いずれも国内で広く使われる建築設備向けCADで、現場やゼネコンの指定、これまでの資産によって選ばれ方が変わります。優劣を一概には言えませんが、レブロは3次元での納まり検討とBIM連携を軸にした設計思想が特徴です。導入前に、取引先の指定データ形式と自社の運用に合うかを確認するのが失敗しないコツです。すでに周囲の協力会社や現場がどのCADを使っているかも、データの受け渡しやすさに直結するため要チェックです。
レブロで意匠・構造とのBIM連携はできますか?
できます。IFCの入出力に対応しているため、意匠・構造のBIMモデルを取り込んで設備の納まりを検討したり、逆に設備モデルを渡したりできます。関係者間の調整はビューアでのモデル共有が便利です。

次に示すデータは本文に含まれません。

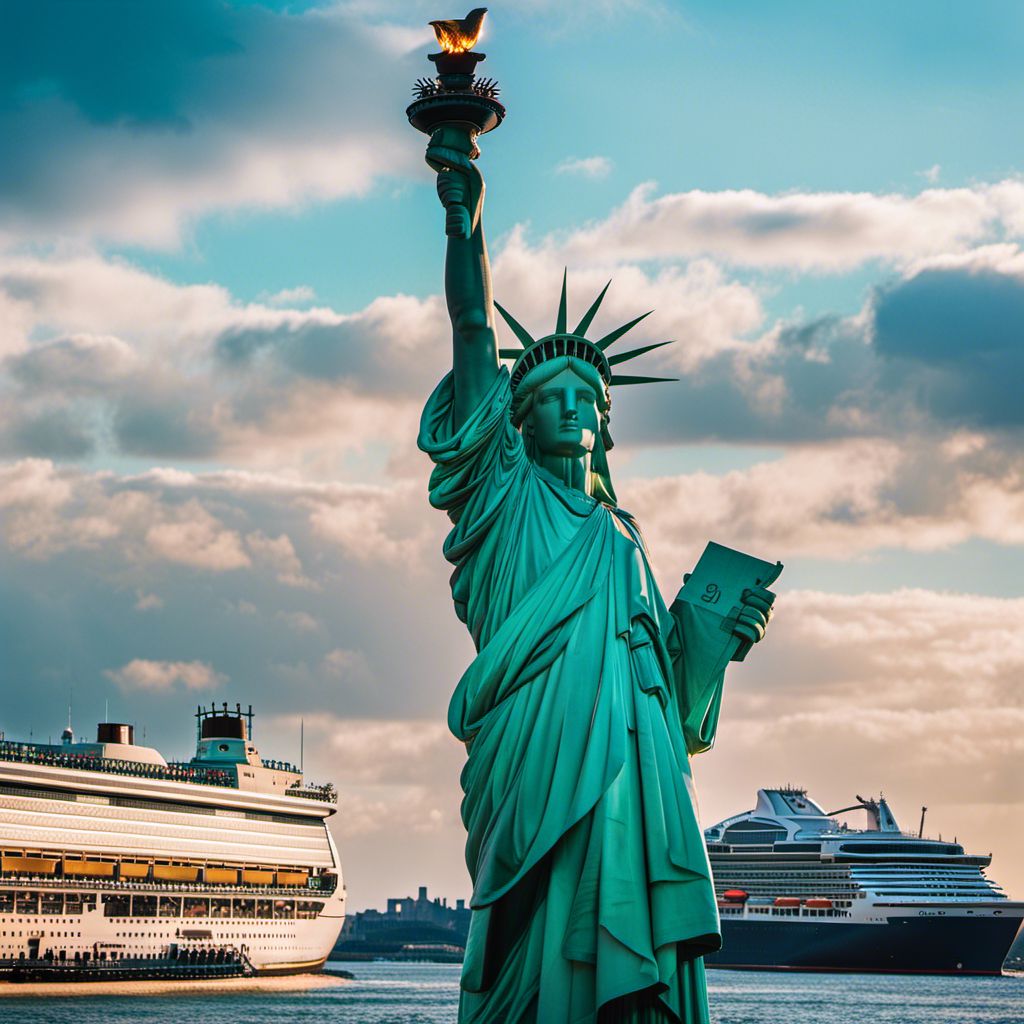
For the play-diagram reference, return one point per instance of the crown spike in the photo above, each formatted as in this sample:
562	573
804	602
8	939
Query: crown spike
561	327
585	323
525	339
634	352
627	379
610	339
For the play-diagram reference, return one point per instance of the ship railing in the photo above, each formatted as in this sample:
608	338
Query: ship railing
327	794
49	882
173	772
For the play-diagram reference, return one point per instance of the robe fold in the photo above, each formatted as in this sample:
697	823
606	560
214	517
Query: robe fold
590	876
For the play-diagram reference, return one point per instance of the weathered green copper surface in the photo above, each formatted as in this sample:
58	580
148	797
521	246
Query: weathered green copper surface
592	893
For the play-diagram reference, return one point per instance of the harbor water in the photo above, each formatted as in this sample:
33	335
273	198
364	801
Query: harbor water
428	993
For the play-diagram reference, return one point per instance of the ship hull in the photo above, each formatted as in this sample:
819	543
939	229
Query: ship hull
903	945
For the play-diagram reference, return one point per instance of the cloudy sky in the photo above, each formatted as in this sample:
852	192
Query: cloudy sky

まず試したり、閲覧だけしたい場合はどうすればよいですか?
モデルの閲覧・確認用にはビューアが用意されており、作図用のライセンスがない関係者でもモデルを開いて指摘できます。導入検討時は、実際の案件データに近い形で試用し、自社の作図表現や取引先とのやり取りに無理がないかを確かめると安心です。閲覧用のビューアであれば費用をかけずに関係者へ展開できるので、まずは社内でモデルを見る文化をつくるところから始めるのも有効です。